Better than the Elvis version... and that's hard to do.
S. Dudley | Florida | 03/04/2009
(5 out of 5 stars)
"Stafford's version is the one everyone remembers as an Elvis song. If you play the two versions (I have) and compare them, there's really no comparision. Stafford's is simply better.
"Suspicion" was orginally a demo done by Stafford. Crusader Records remastered and released it.
Just because a singer releases a song first, doesn't make it his. Doc Pomus and Mort Shuman wrote the song and they and their publishers own it. They were a prolific team and wrote many songs that Elvis, the Drifters and others recorded. (for example, "All Shook Up," "Don't Be Cruel," and "Great Balls of Fire").
If you listen closely, it's easy to tell it's not Elvis; notes aren't as round. However, since Elvis' voice is decidedly better, I believe Stafford's version is better due to production. That's why, two years after Elvis released it, Stafford's version topped the charts when Elvis' version never made it out of the gate. After all, that's what recording engineers are for... improving a recording.

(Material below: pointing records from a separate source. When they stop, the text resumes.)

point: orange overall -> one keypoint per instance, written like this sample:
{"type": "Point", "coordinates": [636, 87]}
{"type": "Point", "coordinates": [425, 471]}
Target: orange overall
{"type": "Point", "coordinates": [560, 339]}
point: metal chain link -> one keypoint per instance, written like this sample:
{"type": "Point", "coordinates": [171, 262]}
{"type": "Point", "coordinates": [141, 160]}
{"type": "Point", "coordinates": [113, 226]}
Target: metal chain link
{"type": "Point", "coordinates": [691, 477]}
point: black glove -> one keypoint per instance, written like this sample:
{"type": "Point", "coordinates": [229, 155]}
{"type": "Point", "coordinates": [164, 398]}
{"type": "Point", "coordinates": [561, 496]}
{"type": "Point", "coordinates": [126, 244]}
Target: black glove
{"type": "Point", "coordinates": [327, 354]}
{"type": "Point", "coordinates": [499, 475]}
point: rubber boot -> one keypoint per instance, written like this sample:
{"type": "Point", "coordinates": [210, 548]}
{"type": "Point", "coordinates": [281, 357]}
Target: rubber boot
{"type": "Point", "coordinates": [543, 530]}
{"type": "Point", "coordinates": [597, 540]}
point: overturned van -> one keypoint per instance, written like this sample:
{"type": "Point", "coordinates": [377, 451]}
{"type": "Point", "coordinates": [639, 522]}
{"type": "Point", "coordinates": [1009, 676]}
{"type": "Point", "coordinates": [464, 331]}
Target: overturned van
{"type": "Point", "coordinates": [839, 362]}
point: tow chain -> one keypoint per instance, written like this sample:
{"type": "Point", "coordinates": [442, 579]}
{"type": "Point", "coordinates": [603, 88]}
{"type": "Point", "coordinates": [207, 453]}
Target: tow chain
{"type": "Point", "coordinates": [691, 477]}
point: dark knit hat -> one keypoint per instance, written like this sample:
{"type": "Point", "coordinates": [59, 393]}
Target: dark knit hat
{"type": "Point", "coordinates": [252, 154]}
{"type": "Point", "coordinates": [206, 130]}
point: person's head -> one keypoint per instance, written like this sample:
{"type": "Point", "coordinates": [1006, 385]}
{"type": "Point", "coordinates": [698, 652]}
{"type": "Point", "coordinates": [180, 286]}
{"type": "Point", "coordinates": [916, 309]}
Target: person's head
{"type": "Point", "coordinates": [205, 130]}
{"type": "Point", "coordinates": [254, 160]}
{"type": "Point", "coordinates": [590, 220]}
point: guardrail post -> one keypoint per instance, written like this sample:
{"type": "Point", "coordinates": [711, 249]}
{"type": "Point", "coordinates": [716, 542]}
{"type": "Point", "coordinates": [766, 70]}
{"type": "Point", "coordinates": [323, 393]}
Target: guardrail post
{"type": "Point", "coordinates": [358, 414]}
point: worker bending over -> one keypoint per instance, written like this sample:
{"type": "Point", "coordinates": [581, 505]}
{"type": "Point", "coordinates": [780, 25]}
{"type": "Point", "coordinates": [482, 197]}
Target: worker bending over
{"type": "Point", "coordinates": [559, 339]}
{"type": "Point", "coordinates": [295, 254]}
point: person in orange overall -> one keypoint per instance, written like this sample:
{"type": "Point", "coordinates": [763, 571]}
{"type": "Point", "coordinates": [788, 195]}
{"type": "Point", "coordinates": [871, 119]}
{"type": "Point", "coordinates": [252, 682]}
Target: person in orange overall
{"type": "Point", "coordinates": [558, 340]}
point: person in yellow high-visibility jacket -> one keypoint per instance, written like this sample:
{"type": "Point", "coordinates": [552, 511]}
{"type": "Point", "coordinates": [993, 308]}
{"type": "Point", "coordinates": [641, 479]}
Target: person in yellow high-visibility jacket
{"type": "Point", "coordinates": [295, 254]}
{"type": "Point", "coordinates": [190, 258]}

You can't fault the artist. Back then, the record companies basically owned them and told them what to record, much like the movie studio system in Hollywood back in the day. It's not his fault his voice was similar to Elvis' and the record company exploited it instead of letting him develop his own style. It was probably to his career detriment; you can't be a star imitating someone else.
Stafford later did a country chart topper, "Say, Has Anybody Seen My Sweet Gypsy Rose" for a different record label."